In general, if we mention a purchase, big or small, around her, she’ll immediately respond by talking about wanting to buy something or actually buying something. A few years ago, while making Thanksgiving dinner, I mentioned that we were planning on finally replacing the car my parents bought me in high school. Her response was to stop helping cook, pull out her phone, and start shopping for her friend’s MLM holiday sale “before it ended.” It constantly feels like she is trying to prove they too have money to spend. I don’t think I have ever done anything to indicate I look down on their financial situation. I’ve just lived my life in front of her, but have made an effort to not mention money or vacation plans in front of her after I noticed the pattern. During the holidays, she is so focused on making sure that they give us exactly the same value of presents that I got a gift card and a makeup sample set labeled with its value that she obviously got as a gift with purchase. It just so happened that the gift bag brought the combined cost to the exact cost of the gift we give her husband each year (a renewal of an annual subscription). This is absolutely unnecessary and I don’t know how to address it! I just want them to spend what they can comfortably afford and let us be generous!
The biggest problem is now we both have kids. And I want to spoil my nibling! But I don’t want them to feel like they have to match our budget when shopping for our kid. We’ve tried to be very cautious about our gift suggestions for our son, making sure that we suggest specific items that are lower cost or come in a variety of price points (like just saying LEGO and no specific sets so they can pick whatever they can afford), but it still seems like they know how much we spend on them and match it as closely as possible. I feel like I can’t bring this up without sounding like I’m calling them poor. I know I could suggest that we don’t do gifts for the adults or add a cap on adult gifts, but that would ultimately cost my brother-in-law more money since the gift we get him annually saves him money (it’s a video game subscription).

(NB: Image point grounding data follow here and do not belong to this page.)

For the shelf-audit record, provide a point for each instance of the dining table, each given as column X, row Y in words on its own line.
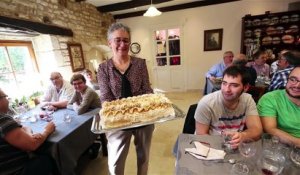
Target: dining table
column 186, row 164
column 71, row 138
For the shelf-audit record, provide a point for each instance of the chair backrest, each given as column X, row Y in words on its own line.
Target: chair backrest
column 189, row 123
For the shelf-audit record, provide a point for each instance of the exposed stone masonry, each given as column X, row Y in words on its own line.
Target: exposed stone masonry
column 88, row 25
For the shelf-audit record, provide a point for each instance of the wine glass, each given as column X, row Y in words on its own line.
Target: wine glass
column 247, row 149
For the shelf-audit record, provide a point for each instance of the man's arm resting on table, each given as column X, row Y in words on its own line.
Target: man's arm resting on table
column 59, row 104
column 22, row 139
column 270, row 126
column 253, row 131
column 254, row 128
column 201, row 129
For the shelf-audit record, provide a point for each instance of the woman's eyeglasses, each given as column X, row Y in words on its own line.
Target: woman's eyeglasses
column 118, row 41
column 293, row 80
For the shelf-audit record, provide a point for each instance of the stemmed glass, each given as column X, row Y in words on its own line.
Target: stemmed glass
column 247, row 149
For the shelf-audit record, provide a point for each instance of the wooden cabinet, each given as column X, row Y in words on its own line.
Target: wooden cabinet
column 272, row 32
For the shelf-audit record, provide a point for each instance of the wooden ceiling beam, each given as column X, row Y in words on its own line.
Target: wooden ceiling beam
column 128, row 5
column 176, row 7
column 34, row 26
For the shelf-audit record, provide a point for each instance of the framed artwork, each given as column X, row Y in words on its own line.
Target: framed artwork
column 213, row 39
column 76, row 57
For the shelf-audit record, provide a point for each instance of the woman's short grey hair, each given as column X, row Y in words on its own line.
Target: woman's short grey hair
column 117, row 26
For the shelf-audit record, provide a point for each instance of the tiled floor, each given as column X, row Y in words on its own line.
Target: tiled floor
column 162, row 161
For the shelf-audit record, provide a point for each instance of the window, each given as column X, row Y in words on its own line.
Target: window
column 168, row 47
column 18, row 69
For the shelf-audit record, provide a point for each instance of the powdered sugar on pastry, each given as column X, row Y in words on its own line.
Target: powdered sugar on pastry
column 137, row 109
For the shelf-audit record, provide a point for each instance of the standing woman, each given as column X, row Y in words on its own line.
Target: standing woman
column 120, row 77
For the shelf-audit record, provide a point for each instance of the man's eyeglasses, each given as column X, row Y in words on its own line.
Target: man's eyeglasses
column 118, row 41
column 293, row 80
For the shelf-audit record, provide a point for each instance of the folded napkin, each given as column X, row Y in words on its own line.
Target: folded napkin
column 204, row 152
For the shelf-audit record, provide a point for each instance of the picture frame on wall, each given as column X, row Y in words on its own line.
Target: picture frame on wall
column 213, row 39
column 76, row 57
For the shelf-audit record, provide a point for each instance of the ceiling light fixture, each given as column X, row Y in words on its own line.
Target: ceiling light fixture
column 152, row 11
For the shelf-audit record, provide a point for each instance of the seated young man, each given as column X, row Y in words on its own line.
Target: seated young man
column 229, row 110
column 280, row 110
column 58, row 93
column 84, row 97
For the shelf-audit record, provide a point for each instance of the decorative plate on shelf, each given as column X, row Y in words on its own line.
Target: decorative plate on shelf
column 265, row 21
column 248, row 33
column 276, row 40
column 274, row 20
column 294, row 18
column 271, row 31
column 256, row 22
column 267, row 40
column 280, row 30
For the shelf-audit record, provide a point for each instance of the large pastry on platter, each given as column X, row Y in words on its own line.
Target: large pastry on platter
column 137, row 109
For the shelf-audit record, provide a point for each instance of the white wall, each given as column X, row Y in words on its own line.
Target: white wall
column 194, row 21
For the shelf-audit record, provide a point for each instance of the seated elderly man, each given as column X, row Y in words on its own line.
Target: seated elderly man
column 58, row 93
column 229, row 110
column 16, row 142
column 280, row 110
column 84, row 97
column 286, row 63
column 216, row 71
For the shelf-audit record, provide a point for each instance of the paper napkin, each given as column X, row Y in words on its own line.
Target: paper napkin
column 204, row 152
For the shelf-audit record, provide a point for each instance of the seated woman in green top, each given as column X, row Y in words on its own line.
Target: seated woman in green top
column 280, row 110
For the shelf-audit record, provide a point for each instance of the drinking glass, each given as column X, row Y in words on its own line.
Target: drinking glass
column 295, row 155
column 247, row 149
column 67, row 118
column 273, row 158
column 226, row 138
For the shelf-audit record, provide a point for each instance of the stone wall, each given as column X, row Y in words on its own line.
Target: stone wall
column 88, row 25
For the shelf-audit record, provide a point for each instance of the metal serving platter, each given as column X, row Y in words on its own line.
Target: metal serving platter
column 97, row 129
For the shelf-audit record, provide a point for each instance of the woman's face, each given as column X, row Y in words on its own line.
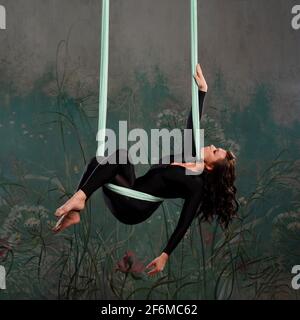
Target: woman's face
column 213, row 154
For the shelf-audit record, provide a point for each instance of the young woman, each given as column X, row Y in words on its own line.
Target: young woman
column 211, row 193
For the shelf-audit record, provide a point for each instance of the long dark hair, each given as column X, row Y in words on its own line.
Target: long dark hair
column 220, row 192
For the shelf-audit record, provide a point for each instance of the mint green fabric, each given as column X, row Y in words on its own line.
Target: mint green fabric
column 103, row 96
column 133, row 193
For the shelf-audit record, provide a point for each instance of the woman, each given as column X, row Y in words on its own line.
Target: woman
column 212, row 192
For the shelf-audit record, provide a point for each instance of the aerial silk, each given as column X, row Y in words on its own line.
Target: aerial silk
column 103, row 96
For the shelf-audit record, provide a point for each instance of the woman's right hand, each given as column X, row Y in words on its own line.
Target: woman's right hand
column 199, row 78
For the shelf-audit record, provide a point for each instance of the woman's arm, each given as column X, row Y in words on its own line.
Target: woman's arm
column 189, row 124
column 203, row 87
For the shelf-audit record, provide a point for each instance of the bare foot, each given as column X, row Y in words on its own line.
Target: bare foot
column 199, row 77
column 76, row 203
column 66, row 221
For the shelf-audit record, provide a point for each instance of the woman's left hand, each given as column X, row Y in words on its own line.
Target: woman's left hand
column 159, row 264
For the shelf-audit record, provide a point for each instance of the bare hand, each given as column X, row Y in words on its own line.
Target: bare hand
column 159, row 264
column 199, row 78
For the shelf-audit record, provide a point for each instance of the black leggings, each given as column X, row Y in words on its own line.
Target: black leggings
column 126, row 209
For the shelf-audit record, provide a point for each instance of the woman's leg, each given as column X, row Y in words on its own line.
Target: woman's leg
column 96, row 174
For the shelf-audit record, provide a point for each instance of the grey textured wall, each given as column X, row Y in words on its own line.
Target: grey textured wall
column 249, row 41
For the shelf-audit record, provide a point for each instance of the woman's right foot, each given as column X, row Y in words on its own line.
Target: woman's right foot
column 75, row 203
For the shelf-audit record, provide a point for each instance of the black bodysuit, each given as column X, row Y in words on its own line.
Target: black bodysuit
column 161, row 180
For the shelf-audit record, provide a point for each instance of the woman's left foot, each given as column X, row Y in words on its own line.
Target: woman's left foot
column 67, row 220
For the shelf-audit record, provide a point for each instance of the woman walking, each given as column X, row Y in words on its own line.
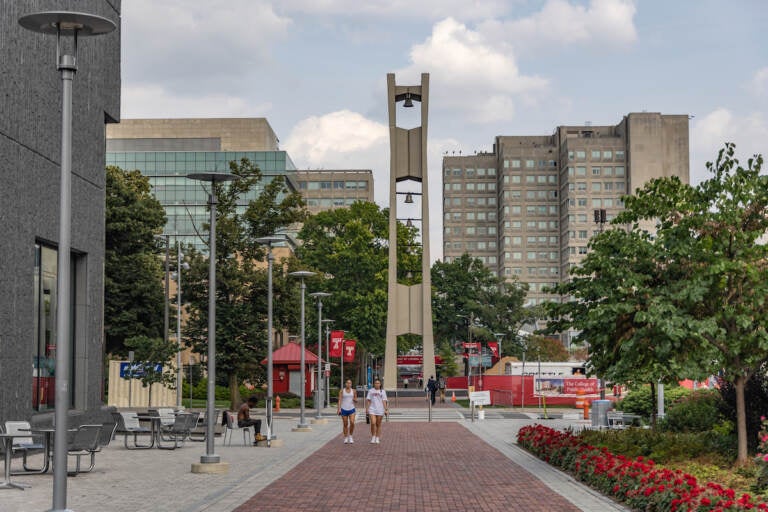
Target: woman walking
column 377, row 406
column 346, row 409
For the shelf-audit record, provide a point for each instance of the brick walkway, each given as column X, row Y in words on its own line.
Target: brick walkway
column 417, row 467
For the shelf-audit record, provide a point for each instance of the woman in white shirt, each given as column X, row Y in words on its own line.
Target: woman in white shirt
column 346, row 409
column 377, row 406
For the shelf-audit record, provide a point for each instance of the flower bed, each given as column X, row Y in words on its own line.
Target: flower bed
column 639, row 483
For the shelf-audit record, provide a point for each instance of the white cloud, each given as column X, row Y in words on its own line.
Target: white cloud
column 469, row 75
column 561, row 22
column 153, row 101
column 178, row 42
column 709, row 135
column 758, row 85
column 429, row 9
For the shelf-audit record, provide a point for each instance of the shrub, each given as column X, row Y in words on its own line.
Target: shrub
column 697, row 412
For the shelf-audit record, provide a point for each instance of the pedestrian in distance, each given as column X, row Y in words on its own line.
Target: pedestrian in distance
column 377, row 405
column 346, row 409
column 244, row 419
column 441, row 387
column 431, row 388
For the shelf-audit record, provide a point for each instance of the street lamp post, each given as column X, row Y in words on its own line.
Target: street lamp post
column 268, row 241
column 318, row 392
column 302, row 274
column 75, row 24
column 210, row 457
column 327, row 322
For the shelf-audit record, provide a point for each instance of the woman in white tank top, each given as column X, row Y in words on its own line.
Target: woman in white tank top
column 346, row 409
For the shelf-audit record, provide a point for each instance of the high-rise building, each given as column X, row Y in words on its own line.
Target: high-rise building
column 30, row 176
column 328, row 189
column 528, row 208
column 166, row 150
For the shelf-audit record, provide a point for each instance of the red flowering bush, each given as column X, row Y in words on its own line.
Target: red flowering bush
column 639, row 483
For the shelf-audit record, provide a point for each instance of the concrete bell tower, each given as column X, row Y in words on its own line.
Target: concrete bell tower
column 409, row 308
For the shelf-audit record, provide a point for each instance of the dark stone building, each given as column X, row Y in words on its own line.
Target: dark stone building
column 30, row 154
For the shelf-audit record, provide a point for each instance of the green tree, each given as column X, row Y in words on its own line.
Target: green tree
column 133, row 291
column 684, row 292
column 149, row 354
column 349, row 247
column 468, row 297
column 240, row 284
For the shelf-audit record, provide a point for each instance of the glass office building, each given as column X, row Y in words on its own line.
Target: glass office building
column 185, row 200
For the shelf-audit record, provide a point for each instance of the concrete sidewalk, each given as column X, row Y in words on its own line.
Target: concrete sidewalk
column 456, row 465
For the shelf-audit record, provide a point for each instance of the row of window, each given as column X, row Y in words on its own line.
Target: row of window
column 597, row 186
column 333, row 185
column 481, row 216
column 471, row 187
column 597, row 171
column 597, row 154
column 469, row 201
column 470, row 172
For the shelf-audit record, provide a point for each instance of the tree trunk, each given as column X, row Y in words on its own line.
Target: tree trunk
column 741, row 421
column 234, row 392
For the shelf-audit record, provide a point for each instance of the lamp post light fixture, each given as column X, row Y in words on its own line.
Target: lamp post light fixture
column 328, row 322
column 210, row 457
column 74, row 24
column 268, row 241
column 302, row 426
column 318, row 391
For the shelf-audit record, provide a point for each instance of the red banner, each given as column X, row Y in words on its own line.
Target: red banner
column 349, row 350
column 335, row 348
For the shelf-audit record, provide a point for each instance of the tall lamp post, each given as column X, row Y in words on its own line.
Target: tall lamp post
column 268, row 241
column 318, row 392
column 75, row 24
column 210, row 460
column 328, row 322
column 302, row 426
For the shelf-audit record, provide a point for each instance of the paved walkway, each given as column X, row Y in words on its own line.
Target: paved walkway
column 446, row 465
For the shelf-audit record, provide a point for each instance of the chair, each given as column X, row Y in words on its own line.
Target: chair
column 231, row 427
column 616, row 420
column 24, row 445
column 84, row 442
column 179, row 431
column 127, row 424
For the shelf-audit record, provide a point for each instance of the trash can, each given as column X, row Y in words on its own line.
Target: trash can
column 599, row 412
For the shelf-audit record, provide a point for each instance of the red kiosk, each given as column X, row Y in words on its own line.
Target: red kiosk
column 286, row 372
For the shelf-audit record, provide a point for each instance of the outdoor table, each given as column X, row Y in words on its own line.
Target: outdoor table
column 8, row 447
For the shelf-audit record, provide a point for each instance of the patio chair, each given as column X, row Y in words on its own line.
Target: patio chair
column 127, row 424
column 231, row 427
column 24, row 445
column 84, row 442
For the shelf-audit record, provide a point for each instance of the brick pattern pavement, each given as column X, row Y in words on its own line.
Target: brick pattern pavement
column 417, row 467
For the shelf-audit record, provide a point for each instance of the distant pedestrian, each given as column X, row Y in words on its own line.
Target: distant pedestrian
column 441, row 387
column 432, row 388
column 346, row 409
column 377, row 405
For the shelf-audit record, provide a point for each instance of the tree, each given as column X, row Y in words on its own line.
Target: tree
column 240, row 285
column 687, row 295
column 468, row 297
column 151, row 356
column 133, row 295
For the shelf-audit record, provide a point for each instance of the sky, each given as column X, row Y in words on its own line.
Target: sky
column 316, row 69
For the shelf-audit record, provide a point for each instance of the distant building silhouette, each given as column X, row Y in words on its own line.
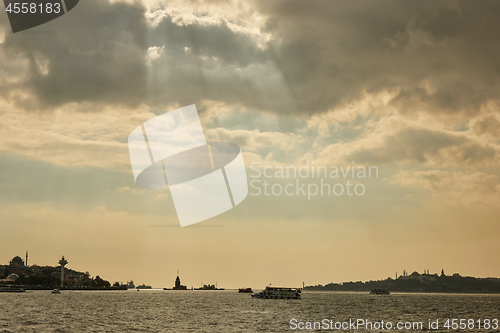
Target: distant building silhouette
column 178, row 285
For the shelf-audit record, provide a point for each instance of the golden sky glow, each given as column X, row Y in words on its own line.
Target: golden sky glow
column 411, row 88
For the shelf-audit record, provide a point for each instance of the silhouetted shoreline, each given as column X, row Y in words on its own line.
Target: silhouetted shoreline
column 431, row 283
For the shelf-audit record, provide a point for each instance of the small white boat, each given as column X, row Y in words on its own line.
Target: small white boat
column 279, row 293
column 11, row 289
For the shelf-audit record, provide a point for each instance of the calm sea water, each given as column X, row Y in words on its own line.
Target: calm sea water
column 227, row 311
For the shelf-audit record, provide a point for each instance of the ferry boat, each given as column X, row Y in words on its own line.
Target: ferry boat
column 379, row 292
column 245, row 290
column 143, row 286
column 279, row 293
column 10, row 289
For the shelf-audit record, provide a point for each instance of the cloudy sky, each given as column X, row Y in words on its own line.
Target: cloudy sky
column 411, row 87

Do you have any suggestions on how to navigate this?
—Just Let me Be the Rich Aunt
Dear Rich Aunt,
My first thought was that you could make it a point to let your sister-in-law know that she is valued for who she is, outside of her income and the material things she’s able to provide. Things like complimenting her parenting, asking her for advice, and seeking her opinion on issues related to the subjects she studied. And if at all possible, keeping any conversations about money or purchases to a minimum. I do think that’s worth a try, but honestly, healing another adult’s relationship with money, status, and jealousy is too big a job for you to take on during the busy holiday season!
Think of it this way: Just as it makes you feel good to use your money to spoil your nibling, it makes her feel good to spend her money to create the impression that she’s on an equal financial footing with you. Is it a great plan? No, but it is her plan. Give them both their money’s worth and tell your sister-in-law how impressive and amazing her gifts are.
My husband and I have been married for three years. We have a 4-year-old son and 16-month-old twins. I have four older children. My husband was briefly married once before me; I was previously married for 12 years. We were both going through our divorces around the same time, messed around, and got pregnant. We hadn’t planned on anything serious, but we gave it a shot and ended up falling in love. Early in our relationship, I shared something vulnerable with him: I got pregnant with my oldest at 16, and I never told her birth father.